Can Redshirts save Patani?-Bangkok Post

May 5, 2012


South may stay the loneliest planet of all

Kong Rithdee

Bangkok Post: May 5, 2012


It is better late, proverbially speaking, than never. Nine months after she won the election to become prime minister, Yingluck Shinawatra last Sunday visited the deep South for the first time since she took office. Surrounding her at a Pattani barracks – for the well-dressed dignitaries wouldn’t be so foolhardy as to step out of the fenced quarters – were high-profile ministers and generals. The visit was on April 29, a day after the 8th anniversary of the harrowing siege of the Krue Se mosque, on April 28, 2004, in which soldiers killed 108 people and left dozens more widowed and orphaned in multiple places including Saba Yoi district in Songkhla and Krong Penang district in Pattani. At Krue Se alone, 32 people were killed.

The Krue Se incident – in certain circles, that’s a euphemism for a massacre – began at dawn when Muslim trouble-makers armed with knives attacked police checkpoints in Yala, Pattani and Songkhla. The military responded Hollywood-style, building up to a tense crisis that ended with the soldiers shelling the 200-year-old mosque where the agitators had holed up. Terrorists or not, the men weren’t saved by religious sensitivity or architectural heritage. Five officers were also killed. For the first time, even from the newspapers, we felt what it must be like to live in the Palestinian territories.

What happened at Krue Se eight Aprils ago remains one of the worst episodes of state-committed violence in our modern history. Worse, if we allow the vice of faceless statistics, than the killings of 91 protesters at Ratchaprasong in 2010 by “unknown” parties. Worse, because at Krue Se, we know who was fighting who, and who killed who. Investigations long concluded that the military over-reacted, but no charges were pressed.

The last time I went to Krue Se mosque was almost two years ago. The muezzin still called out, and the prayers continued as usual. One local pointed to me the pockmarked holes left by bullets on its wood and brick walls. The way he did that told me there were other scars lodged in his chest, for the most brutal wounds are always the invisible ones. Like Barcelona’s Sagrada Familia cathedral, the Krue Se mosque of Pattani is perpetually unfinished, perched between accidental minimalism and sad uncertainty.
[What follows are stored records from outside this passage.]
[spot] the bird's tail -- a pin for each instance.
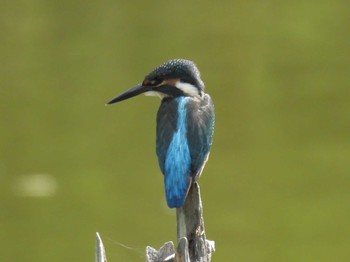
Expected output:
(176, 189)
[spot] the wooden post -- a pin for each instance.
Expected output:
(192, 243)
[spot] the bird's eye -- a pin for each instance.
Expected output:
(151, 82)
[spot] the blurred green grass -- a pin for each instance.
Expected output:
(276, 185)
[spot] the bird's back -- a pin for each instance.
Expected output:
(185, 128)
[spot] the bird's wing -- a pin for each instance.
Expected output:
(200, 124)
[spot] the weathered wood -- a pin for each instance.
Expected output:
(190, 225)
(165, 254)
(100, 255)
(192, 243)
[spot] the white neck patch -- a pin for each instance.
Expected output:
(155, 93)
(188, 89)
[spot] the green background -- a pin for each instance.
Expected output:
(276, 187)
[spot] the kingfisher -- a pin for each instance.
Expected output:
(185, 124)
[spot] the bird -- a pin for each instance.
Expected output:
(185, 124)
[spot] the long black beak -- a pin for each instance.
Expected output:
(134, 91)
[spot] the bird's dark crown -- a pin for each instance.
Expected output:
(172, 72)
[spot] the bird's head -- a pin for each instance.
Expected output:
(174, 78)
It stands as a forlorn testament to the doubt and broken peace that have plagued the restive region, especially of late. Actually, a spate of violence killing soldiers and civilians greeted the 8th anniversary of the Krue Se incident last week before the PM’s visit.

The last time Ms Yingluck went to the deep South was to campaign for the July 2011 election, when the muslimah there threw a red hijab over her head. Still, the Pheu Thai Party didn’t win a single seat in the three southernmost provinces. The official purpose of last Sunday’s visit was largely economic-related. She didn’t visit Krue Se (according to Isra news reports, she didn’t leave the barracks at all), though the PM did arrange to meet a woman widowed by the 2004 clash, who thanked her for the 7.5 million baht in compensation but also wondered if the procedure to get it would be free of double standards and other intrigues. She and other victims have waited eight years not just for reparations, but also for some clarity – some kind of justice or closure, maybe – and it seems even after the cash has been paid she still has to wait some more.

Deputy Agriculture Minister Nattawut Saikuar was in the PM’s entourage. His main concern was the price of rubber, for that’s how the southern man can begin to woo southern voters. But I also have other hopes for him: this is the man who has vociferously spoken out against structural injustice and officially sanctioned violence. This is the man who disdains the military. This is the man who has expressed a strong, sincere wish to find some clarity, some closure, or some form of justice, for the killings of 91 people at Ratchaprasong – that must be done, the quicker the better – and I hoped with all my heart he would feel the same about southerners’ plight. It’s surprising in fact, that Mr Nattawut hardly ever includes the South in his impassioned speeches on equality and social justice, despite the glaring, continuing, worsening situation down there.

And if Mr Nattawut’s chum, Jatuporn Prompan, becomes the deputy interior minister as rumour has it, we should expect the same from him, for he will then have the power to institute the rule of justice – or at least a semblance of it – that he always campaigned for during the red shirt protests. Unless he didn’t mean it to include the South. Unless the South starts voting for his party first. Unless his justice has a geographical jurisdiction, in which case the deep South will remain the loneliest planet of all.



Kong Rithdee writes about movies and popular culture for the Bangkok Post.